A team of researchers in Germany and Australia recently used a new microscopy technique to image nano-scale biological structures at a previously unmanageable resolution, without destroying the living cell. The technique, which employs laser light many millions of times brighter than the Sun, has implications for biomedical and navigation technologies.
The quantum optical microscope is an example of how the strange principle of quantum entanglement can feature in real-world applications. Two particles are entangled when their properties are interdependent—by measuring one of them, you can also know the properties of the other.
The sensor in the team’s microscope, described in a paper published today in Science, hinges on quantum light—entangled pairs of photons—to see better-resolved structures without damaging them.

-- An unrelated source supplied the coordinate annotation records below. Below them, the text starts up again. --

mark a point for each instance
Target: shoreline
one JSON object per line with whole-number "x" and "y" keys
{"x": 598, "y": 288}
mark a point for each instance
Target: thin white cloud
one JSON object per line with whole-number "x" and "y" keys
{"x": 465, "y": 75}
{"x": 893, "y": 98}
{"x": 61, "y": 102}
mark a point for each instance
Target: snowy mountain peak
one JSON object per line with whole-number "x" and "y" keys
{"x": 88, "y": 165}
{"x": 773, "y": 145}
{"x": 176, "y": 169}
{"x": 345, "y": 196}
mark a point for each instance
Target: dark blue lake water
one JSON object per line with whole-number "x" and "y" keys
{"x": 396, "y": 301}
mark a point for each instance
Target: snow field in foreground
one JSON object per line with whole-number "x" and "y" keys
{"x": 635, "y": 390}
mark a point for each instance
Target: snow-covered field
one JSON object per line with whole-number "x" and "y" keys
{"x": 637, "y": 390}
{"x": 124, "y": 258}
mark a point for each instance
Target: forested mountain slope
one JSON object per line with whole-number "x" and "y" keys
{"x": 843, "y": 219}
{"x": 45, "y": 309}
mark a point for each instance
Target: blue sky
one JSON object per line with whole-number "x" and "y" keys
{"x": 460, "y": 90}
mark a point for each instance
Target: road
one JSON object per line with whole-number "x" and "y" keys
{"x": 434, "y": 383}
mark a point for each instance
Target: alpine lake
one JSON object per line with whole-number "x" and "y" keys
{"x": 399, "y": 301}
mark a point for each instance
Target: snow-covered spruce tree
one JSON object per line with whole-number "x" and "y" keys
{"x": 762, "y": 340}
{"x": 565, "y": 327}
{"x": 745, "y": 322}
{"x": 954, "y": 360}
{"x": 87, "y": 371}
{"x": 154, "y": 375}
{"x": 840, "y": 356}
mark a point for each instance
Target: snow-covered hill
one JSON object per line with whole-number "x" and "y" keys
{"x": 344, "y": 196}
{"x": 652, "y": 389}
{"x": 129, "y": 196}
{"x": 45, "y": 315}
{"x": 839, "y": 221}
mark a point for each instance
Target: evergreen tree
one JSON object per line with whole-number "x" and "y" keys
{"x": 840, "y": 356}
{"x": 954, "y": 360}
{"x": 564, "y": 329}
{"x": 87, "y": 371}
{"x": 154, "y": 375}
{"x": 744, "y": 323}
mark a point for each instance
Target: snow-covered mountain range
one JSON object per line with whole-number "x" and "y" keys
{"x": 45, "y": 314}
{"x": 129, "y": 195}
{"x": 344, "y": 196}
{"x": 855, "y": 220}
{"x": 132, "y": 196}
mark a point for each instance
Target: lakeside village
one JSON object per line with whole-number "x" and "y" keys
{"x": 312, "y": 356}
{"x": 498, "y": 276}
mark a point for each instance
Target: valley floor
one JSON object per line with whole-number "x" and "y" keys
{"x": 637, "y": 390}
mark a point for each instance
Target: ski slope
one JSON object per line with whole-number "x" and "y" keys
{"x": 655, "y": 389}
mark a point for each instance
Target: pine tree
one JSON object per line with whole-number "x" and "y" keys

“The key question we answer is whether quantum light can allow performance in microscopes that goes beyond the limits of what is possible using conventional techniques,” said Warwick Bowen, a quantum physicist at the University of Queensland in Australia and co-author of the new study, in an email. Bowen’s team found that, in fact, it can. “We demonstrate [that] for the first time, showing that quantum correlations can allow performance (improved contrast/clarity) beyond the limit due to photodamage in regular microscopes.” By photodamage, Bowen is referring to the way a laser bombardment of photons can degrade or destroy a microscope’s target, similar to the way ants will get crispy under a magnifying glass.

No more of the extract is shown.